Os remetentes são pessoas que conhecem a determinação social da saúde no próprio corpo: temos muitos dias que nem pão temos; a falta de moradia é terrível, de vestuário é triste, mas a falta de alimentos é crucial e dolorosa. A ausência de trabalho ou a alternativa do não trabalho, no geral, está associada à presença de doenças que o/a impedem de trabalhar.

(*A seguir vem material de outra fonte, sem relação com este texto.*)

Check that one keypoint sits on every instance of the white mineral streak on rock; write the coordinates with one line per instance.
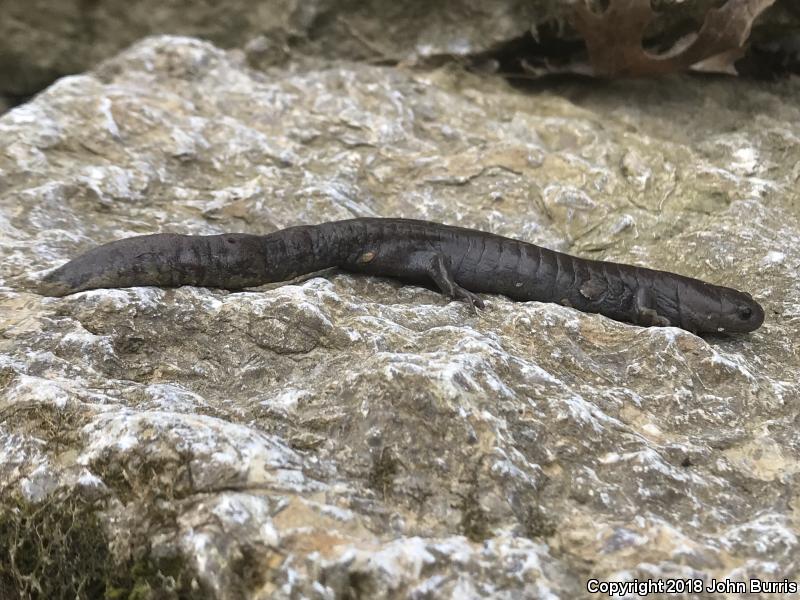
(354, 436)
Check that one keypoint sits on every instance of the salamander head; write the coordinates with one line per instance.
(740, 313)
(717, 309)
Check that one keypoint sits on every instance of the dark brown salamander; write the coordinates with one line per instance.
(458, 261)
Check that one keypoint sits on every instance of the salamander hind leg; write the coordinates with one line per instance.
(644, 314)
(439, 269)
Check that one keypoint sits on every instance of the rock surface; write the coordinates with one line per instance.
(348, 436)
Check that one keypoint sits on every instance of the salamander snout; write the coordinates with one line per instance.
(740, 313)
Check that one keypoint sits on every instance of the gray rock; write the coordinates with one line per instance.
(345, 436)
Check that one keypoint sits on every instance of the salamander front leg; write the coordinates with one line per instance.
(644, 314)
(439, 271)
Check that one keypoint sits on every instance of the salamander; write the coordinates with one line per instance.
(460, 262)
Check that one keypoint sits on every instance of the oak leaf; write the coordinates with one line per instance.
(614, 38)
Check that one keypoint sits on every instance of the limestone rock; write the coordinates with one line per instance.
(345, 436)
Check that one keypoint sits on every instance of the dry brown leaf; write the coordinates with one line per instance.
(614, 38)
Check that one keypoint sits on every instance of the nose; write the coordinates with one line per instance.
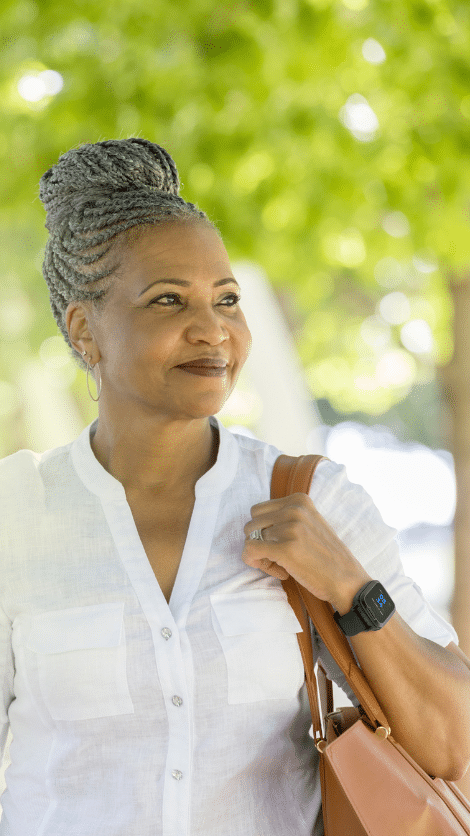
(206, 326)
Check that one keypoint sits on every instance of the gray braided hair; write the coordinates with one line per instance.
(94, 196)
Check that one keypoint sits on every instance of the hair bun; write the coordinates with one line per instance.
(101, 168)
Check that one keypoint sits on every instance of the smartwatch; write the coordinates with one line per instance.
(372, 607)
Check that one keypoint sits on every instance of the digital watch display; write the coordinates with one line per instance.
(372, 607)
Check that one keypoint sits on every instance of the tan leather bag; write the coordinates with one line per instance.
(370, 784)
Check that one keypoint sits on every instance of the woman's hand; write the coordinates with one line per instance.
(299, 542)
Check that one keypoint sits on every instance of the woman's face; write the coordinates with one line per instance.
(174, 300)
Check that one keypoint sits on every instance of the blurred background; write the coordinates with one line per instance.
(329, 141)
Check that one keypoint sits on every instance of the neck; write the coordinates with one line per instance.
(156, 458)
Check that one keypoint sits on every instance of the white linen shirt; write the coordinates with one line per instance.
(132, 717)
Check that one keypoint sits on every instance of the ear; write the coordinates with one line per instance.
(76, 320)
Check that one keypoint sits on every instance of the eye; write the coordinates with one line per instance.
(165, 296)
(235, 297)
(229, 301)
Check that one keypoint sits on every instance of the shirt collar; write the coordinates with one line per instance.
(100, 482)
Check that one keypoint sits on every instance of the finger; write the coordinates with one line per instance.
(260, 524)
(271, 568)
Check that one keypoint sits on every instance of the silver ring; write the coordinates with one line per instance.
(257, 535)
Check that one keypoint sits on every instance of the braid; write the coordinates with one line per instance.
(93, 196)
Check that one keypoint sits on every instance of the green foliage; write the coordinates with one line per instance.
(247, 96)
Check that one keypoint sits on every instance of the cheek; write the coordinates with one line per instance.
(245, 341)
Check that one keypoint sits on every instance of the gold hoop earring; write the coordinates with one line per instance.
(87, 379)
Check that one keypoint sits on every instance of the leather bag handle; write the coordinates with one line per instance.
(294, 475)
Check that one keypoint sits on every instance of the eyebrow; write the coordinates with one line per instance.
(183, 283)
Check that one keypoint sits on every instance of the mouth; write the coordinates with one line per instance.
(205, 367)
(204, 370)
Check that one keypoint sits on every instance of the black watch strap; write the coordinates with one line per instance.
(351, 623)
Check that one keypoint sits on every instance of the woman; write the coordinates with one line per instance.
(151, 673)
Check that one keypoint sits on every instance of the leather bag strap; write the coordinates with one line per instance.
(294, 475)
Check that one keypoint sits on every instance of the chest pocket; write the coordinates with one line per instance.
(257, 630)
(80, 656)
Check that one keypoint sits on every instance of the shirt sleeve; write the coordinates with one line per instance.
(6, 678)
(351, 513)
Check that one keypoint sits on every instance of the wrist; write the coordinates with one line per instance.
(343, 600)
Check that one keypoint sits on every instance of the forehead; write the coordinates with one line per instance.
(182, 246)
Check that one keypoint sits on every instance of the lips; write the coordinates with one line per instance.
(205, 363)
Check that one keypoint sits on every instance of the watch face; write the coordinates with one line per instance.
(378, 603)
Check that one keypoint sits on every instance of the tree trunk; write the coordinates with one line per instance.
(456, 378)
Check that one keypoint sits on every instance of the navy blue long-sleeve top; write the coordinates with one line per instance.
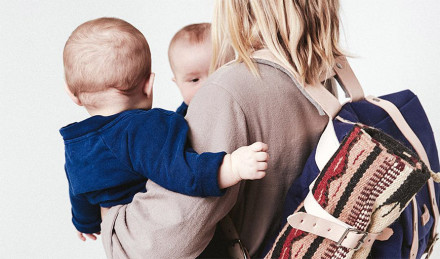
(110, 158)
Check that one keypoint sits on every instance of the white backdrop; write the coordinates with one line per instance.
(396, 44)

Por fim, um aspecto assinalado no livro de particular interesse da autora da resenha: apenas uma das 1375 cartas pesquisadas menciona o conselho municipal, no caso, a inexistência de um conselho ao qual recorrer diante das graves distorções na implantação do programa. Escrita de forma que induz Amélia Cohn a considerar o/a remetente como integrante dos segmentos organizados da sociedade, traz a tona o fato dos Conselhos não constituírem instâncias de participação e representação de interesses para os demais remetentes das cartas, pessoas pobres e miseráveis, os setores mais desorganizados da sociedade. Se o conselho não existe ou não os representa, como fazer-se ouvir pela máquina governamental? Onde expressar suas demandas e exigir respostas para suas necessidades sociais? Escrevendo cartas ao presidente.

As cartas permitem identificar e analisar outros temas de interesse - a descentralização do PBF como evidência dos componentes históricos da prática política no Brasil, a nossa concepção particular de cidadania, o funcionamento do arranjo federativo estabelecido pela Constituição de 1988 no âmbito das políticas sociais, recomendando-se assim a leitura do livro. Sugere-se que o leitor se detenha, para além das análises teóricas, em imaginar como vive e sente cada pessoa que escreve, como se expressam as decisões políticas e administrativas nas condições de vida dessas pessoas, ou seja, que no exato momento em que está lendo o livro leve-se em conta o que pode estar acontecendo na vida de milhões de cidadãos.